先日楽天が運営するRakutenTVで購入したコンテンツが視聴不可になるという発表されました。
https://tv.faq.rakuten.net/s/detail/000008691
ネット界隈、IT界隈では大きな話題になったのですが、特に一般メディアでは取り上げられていないようです。まあ、マイナーな動画サービスでのトラブルなんて別に取り上げませんよね。
当事者というか被害者と言うか、実際にRakutenTVでコンテンツを買ったことがある人にとっては他人事ではないのでしょう。
楽天は以前にも電子書籍でサービス終了、別サービス開始をやったことがあります。
https://www.itmedia.co.jp/ebook/articles/1209/26/news069.html
Koboを買収できたので、Rabooを廃止してKoboに集中した格好ですね。
このRabooはサービス開始が2011年8月10日で、終了が2013年3月31日という高速撤退でした。期間が短かったので案外、購入していた被害者は少なくなかったかも知れません。しかし、今回のRakutenTVは前身のShowTime時代から数えると四半世紀近く続いているサービスであり、買い切りコンテンツがいつから始まったか知りませんけれど、Rabooのときよりも結構ヤバそうです。
その一方、日本市場における楽天のライバルであるAmazonは、こんなリリースを出しました。
動画ではなくて電子書籍の話ですが、DRMフリーとしてダウンロード可能という話です。既存の電子書籍に関しては、販売者側で設定変更しない限りは、これまで通りDRMがかかった状態ですので、全てがダウンロードし放題になるわけではないですけれど、戦略的にあえてDRMフリーにする著者や出版社は出てくるでしょうね。
90年代(なんならそれ以前のハチハチ、キューハチ)を知るオッサンとしては、こういったコンテンツとITの関係性には色々思うところがあります。
音楽とIT関係では、90年代後半は所有するCDをリッピングしてMP3にして聞くのが主流でしたが、徐々にダウンロード販売が普及していきました。その中でも、当初はDRMが当たり前でした。90年代末のナップスター問題もありましたので、著作権管理は音楽関係各社は敏感と言うか腐心していた感はあります。
そんな折に、AppleのiTunesなどがDRMを付けず、自由にユーザーがダウンロードもコピーも、なんなら編集だって出来るファイル形式で提供し始め、ユーザーにも業界にも衝撃を与えました。
結局その後、ダウンロードから無料もしくは有料のストリーミング形態に移行して今に至るわけですが、電子書籍の歴史も同じ線路を辿ることになるのでしょうか? すでに動画はほぼ同じ路線を進んでいます。

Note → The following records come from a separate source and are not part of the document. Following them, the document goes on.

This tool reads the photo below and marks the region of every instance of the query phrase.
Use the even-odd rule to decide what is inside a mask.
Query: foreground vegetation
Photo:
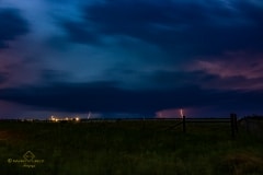
[[[0,174],[261,175],[263,140],[230,124],[0,121]],[[35,167],[10,163],[34,153]]]

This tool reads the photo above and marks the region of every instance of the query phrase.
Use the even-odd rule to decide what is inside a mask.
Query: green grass
[[[240,128],[232,140],[230,124],[186,124],[183,133],[175,122],[0,122],[0,174],[263,174],[262,138]],[[28,150],[45,162],[8,163]]]

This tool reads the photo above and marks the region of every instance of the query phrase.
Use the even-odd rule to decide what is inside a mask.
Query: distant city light
[[[180,115],[183,118],[184,114],[183,114],[183,109],[182,108],[180,109]]]

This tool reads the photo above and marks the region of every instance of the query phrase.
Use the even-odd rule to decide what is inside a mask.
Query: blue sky
[[[1,0],[0,116],[263,114],[262,31],[261,0]]]

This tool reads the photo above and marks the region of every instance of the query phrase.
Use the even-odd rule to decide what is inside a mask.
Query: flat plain
[[[263,174],[263,138],[245,125],[232,139],[228,122],[186,124],[186,133],[178,122],[0,121],[0,174]]]

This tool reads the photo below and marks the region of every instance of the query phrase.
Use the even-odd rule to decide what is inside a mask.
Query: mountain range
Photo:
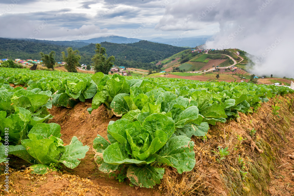
[[[0,59],[39,59],[40,52],[49,54],[53,50],[55,52],[56,61],[59,62],[63,61],[61,52],[66,51],[68,47],[71,47],[74,50],[78,50],[79,51],[81,57],[80,61],[81,64],[88,65],[92,63],[91,59],[95,53],[96,49],[96,44],[94,43],[88,43],[86,45],[78,47],[72,45],[75,42],[46,41],[0,38]],[[77,43],[80,44],[85,43]],[[66,45],[66,43],[69,45]],[[144,69],[156,69],[156,66],[151,62],[163,59],[186,49],[143,40],[127,44],[105,42],[101,44],[106,49],[108,56],[113,55],[115,57],[116,65]]]

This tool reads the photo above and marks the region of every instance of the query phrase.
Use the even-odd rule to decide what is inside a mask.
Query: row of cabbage
[[[14,88],[0,79],[0,163],[14,155],[34,164],[33,172],[40,174],[60,164],[74,168],[84,157],[88,146],[75,137],[64,146],[60,126],[45,123],[52,118],[47,109],[51,95],[39,88]]]
[[[209,124],[238,116],[276,94],[293,92],[285,87],[249,83],[7,71],[3,79],[29,91],[50,91],[55,105],[72,107],[93,98],[90,113],[103,104],[110,117],[121,116],[109,123],[110,143],[99,135],[94,141],[95,160],[105,172],[126,167],[131,182],[147,187],[160,183],[161,165],[180,173],[193,169],[191,138],[205,136]]]

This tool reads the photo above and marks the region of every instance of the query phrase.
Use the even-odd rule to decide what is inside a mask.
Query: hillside
[[[45,43],[51,44],[56,45],[63,46],[70,46],[72,47],[81,48],[88,45],[88,43],[86,43],[82,41],[53,41],[53,40],[41,40],[33,39],[16,39],[19,40],[25,40],[35,43]]]
[[[71,44],[72,43],[69,42],[68,43]],[[40,58],[39,54],[40,52],[49,53],[53,50],[56,53],[56,61],[61,61],[63,60],[61,52],[66,51],[68,47],[72,46],[57,45],[57,43],[52,44],[36,40],[0,38],[0,58],[39,59]],[[65,44],[65,43],[62,43]],[[164,59],[185,49],[146,41],[127,44],[106,42],[101,44],[106,49],[108,56],[113,55],[116,58],[116,65],[144,69],[156,69],[157,67],[155,65],[150,62]],[[88,64],[92,63],[91,59],[95,53],[95,45],[94,44],[90,44],[81,48],[72,47],[80,51],[81,57],[80,63]]]
[[[126,44],[137,42],[141,40],[135,38],[129,38],[124,37],[113,36],[92,38],[88,40],[73,40],[73,41],[77,42],[82,42],[90,43],[100,43],[101,42],[107,42],[116,43]]]
[[[201,36],[186,38],[178,37],[169,38],[156,38],[148,41],[177,46],[188,46],[192,48],[205,43],[206,41],[211,37],[211,36]]]

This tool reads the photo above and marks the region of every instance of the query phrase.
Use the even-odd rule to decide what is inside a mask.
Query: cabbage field
[[[60,126],[46,123],[53,117],[48,109],[92,99],[90,113],[103,104],[108,117],[121,116],[109,123],[107,140],[98,135],[93,141],[99,170],[110,173],[127,165],[132,183],[152,187],[160,183],[163,165],[180,173],[193,168],[192,136],[205,136],[210,125],[293,92],[246,82],[0,68],[0,163],[13,155],[31,163],[31,172],[39,174],[52,166],[76,167],[89,147],[74,136],[64,146]]]

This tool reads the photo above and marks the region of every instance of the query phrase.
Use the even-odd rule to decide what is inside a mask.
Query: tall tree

その代わり、音楽ではフェス・ライブが、動画では映画館での上映が、ストリーミングでは味わえない貴重な体験として、新たな価値を提供しています。電子書籍にとってのリアルな体験は紙の本そのものですね。
ただ、デジタルコンテンツのメリットは、提供・購入・利用にかかる時間と距離がゼロになることであり、地球の裏側で公開されたコンテンツは、同時に日本でも楽しむことが出来ます。言語の壁も今後は自動翻訳の進化により、動画でもリアルタイムでほぼ完璧な翻訳が付くようになるでしょう。音楽では洋楽そのものとして楽しんでいますしね。
電子書籍での翻訳はもっと大変かも知れませんが、将来的にはリフローと同時に翻訳された文章もリアルタイムで表示される時代になるかも知れません。そうなってこそ、電子書籍により世界中で販売した上で、リアル体験のための紙の本の再評価が行われるはずです。